There are many directors I admire greatly, but none as much as Eric Rohmer. With his death yesterday morning, cinema lost a true master whose unique voice has never been (and most likely will never be) matched.
It’s easy to think of Rohmer’s films as “all being the same”. After all, “young attractive french couples (often on holiday) endlessly dissecting their relationships” pretty much sums up the bulk of his work. Yet while his movies all inhabit the same realm of human interaction, upon any close inspection they are as unique as tomorrow will be from today. The fact that Rohmer has made so many films of such astounding freshness (even when compared to each other) despite their similar premises says volumes for the infinite variability and wonder of life as a member of the human species.
But I’ve discussed my love of Rohmer’s films before, so instead of focusing on his entire body of work in today’s memorial post, I thought I would discuss my personal favorite (as if one could really pick one from so many superlative movies) film of his: Chloe in the Afternoon.
Chloe in the Afternoon (aka Love in the Afternoon) is the final film in Rohmer’s “Six Moral Tales” series, and in many ways it is the deepest and most insightful. The moral quandary is simple: a man, Frédéric, truly loves his wife, but he is also inexplicably drawn towards Chloe, a somewhat troubled old friend who has wandered into his life again after a 6 year absence.

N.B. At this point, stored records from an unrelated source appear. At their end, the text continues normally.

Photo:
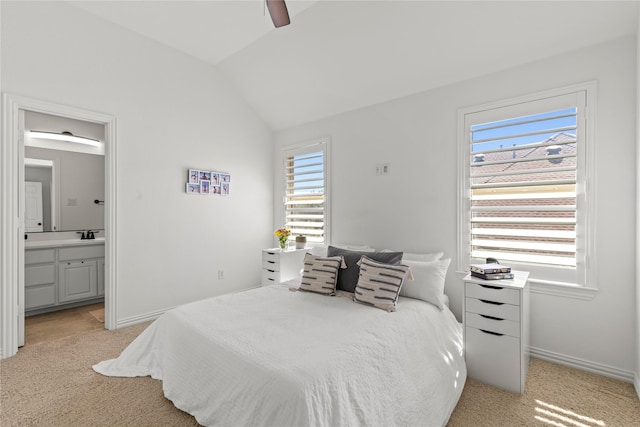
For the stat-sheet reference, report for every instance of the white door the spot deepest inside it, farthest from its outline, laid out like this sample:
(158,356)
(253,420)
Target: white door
(33,206)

The portrayal of his tentative steps towards an affair has an honesty and realism unequaled among other films dealing with the same subject matter. I have never been in the shoes of Frédéric, but such is the power of the film that I found myself thinking “yes, this is exactly how that goes, I know that feeling” while watching the movie. This is because Rohmer creates something universally human from Frédéric’s predicament. We humans, as rational creatures, can no longer act upon our base desires and instincts with impunity–primarily because our base desires and instincts so often run contrary to logic and rationality. Yet, to reduce Chloe in the Afternoon to an Apollonian vs Dionysian struggle would be a reading that is far too reductionist.
The viewer’s first instinct is to think that by succumbing to temptation, Frédéric will ruin his marriage for a relationship that seems doomed to failure. This reading gives you the most rational reason for Frédéric’s desire to remain faithful. And yet to succumb to temptation would not necessarily destroy his marriage because his wife would not necessarily find out. And Chloe claims not to want a relationship herself, thus, from a purely rational standpoint, Frédéric could possibly find logical justification (perhaps with the application of a bit of Pascal…) for allowing himself to give in to his desires.

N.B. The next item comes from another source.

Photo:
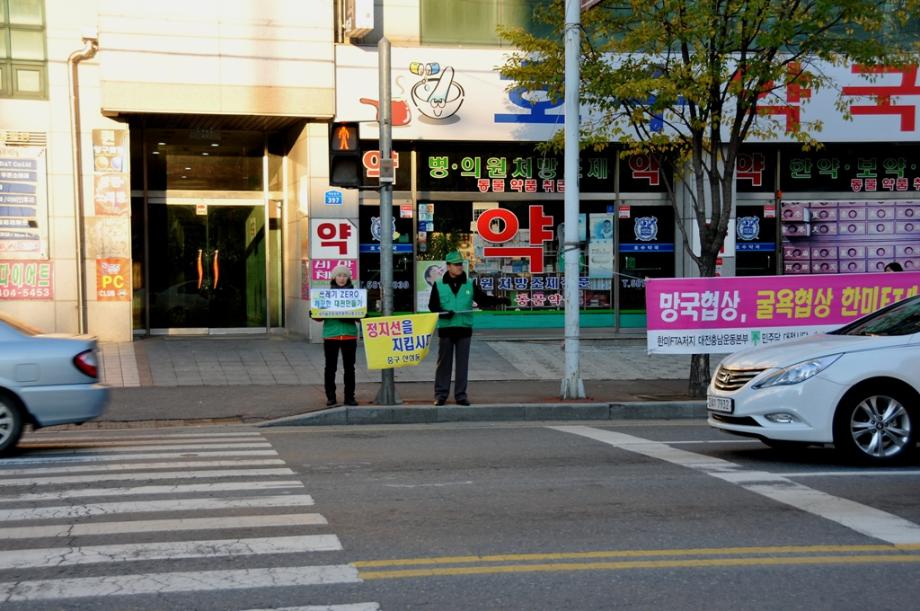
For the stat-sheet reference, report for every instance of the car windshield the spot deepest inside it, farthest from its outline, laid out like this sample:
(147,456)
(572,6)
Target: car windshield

However, most (non-sociopathic) humans are not concerned merely with the rational solution, but also the moral solution. Issues of trust and fidelity are fertile grounds for shame and guilt that are not governed by rationality. After all, is there any less rational emotion than guilt? And yet our guilt is a product of our rationality, an irony that is not lost to Rohmer. What makes Chloe in the Afternoon so deep is that Rohmer is aware of and addresses all these issues, and then goes a step further. You realize that Frédéric’s moral quandary lies not entirely with his social contract with his wife, but also with himself. One of the most fundamental human concepts is free will, without which we would be nothing more than hard coded (albeit incredibly complex) computer programs. Chloe represents a threat to Frédéric’s free will, or at least he thinks she does. He knows what the right thing to do is, he knows that his relationship with Chloe will lead nowhere. And yet he finds himself inexorably drawn to her anyway. Thus the real question is not whether or not he will do what is safest for his long term happiness, nor whether or not he will betray his wife’s trust, but instead, whether or not he will triumph over himself. To give in to the allure of Chloe would be a crushing blow to his sense of free will and he would have failed himself even more than he would have failed his wife.

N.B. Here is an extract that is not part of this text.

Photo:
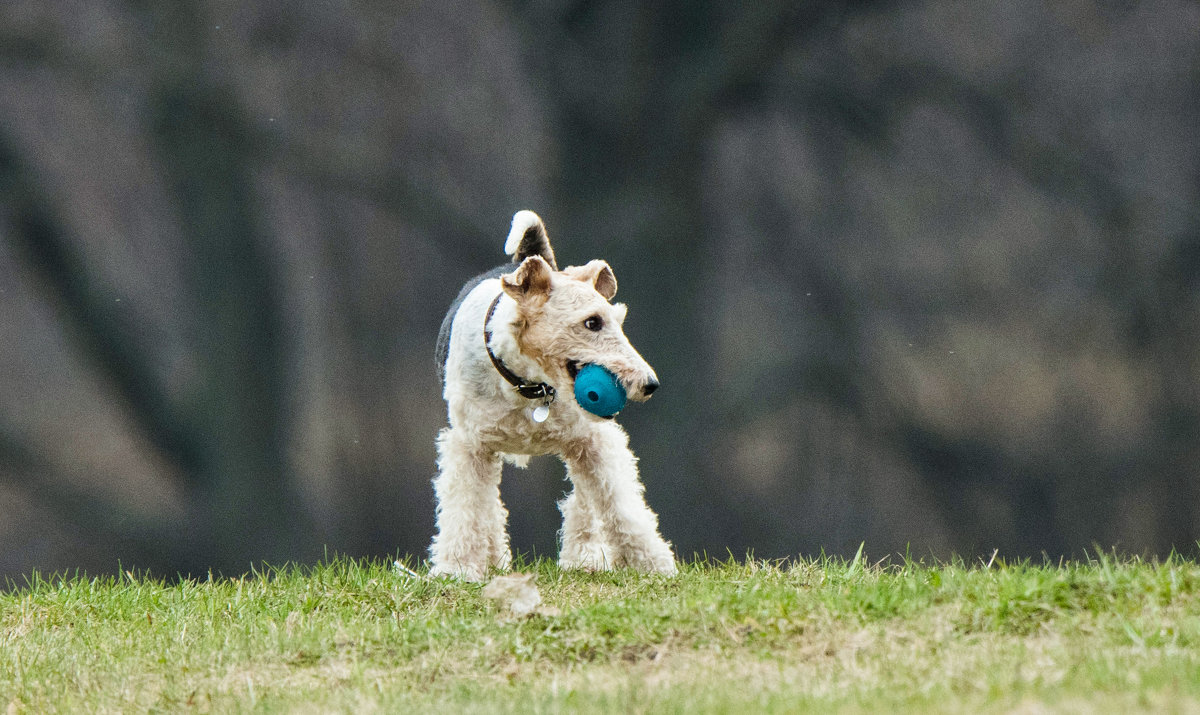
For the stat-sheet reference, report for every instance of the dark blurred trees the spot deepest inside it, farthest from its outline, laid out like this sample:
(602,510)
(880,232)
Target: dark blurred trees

Chloe in the Afternoon is not a film that is merely about a man’s urge to cheat on his wife. It is a film about the constant human struggle to be true to ourselves. No other creature on this planet has humanity’s capacity to torment itself so greatly by acting against its nature. The great beauty of the films of Eric Rohmer is that he so accurately manages to present this dilemma, warts and all, and yet somehow the viewer always leaves with a great sense of awe and pride in their own humanity. While a film like Catherine Breillat’s Fat Girl shows a great deal of insight into human nature in its central sequence of a man trying to talk a young girl into sex, it is a scene that revels in the inherent cruelty that can be found in human nature. Rohmer, on the other hand, without pulling any of his punches, is able to show a much richer picture of human nature, one that somehow manages to affirm humanity instead of condemn it.
I often have problems with humanist movies because they seem so unrealistically optimistic. But Rohmer is not a director of merely humanist movies, he goes above and beyond anything that descriptor could convey and makes movies that are pure statements of the indescribable magic of being human. Watching one of Rohmer’s films is the most life affirming cinematic act there is. He makes the viewer realize what flawed creatures full of deception (self and otherwise) and misunderstanding we humans are. And somehow, through his certain je ne se quois, Rohmer makes this portrayal a reason to love humanity all the more.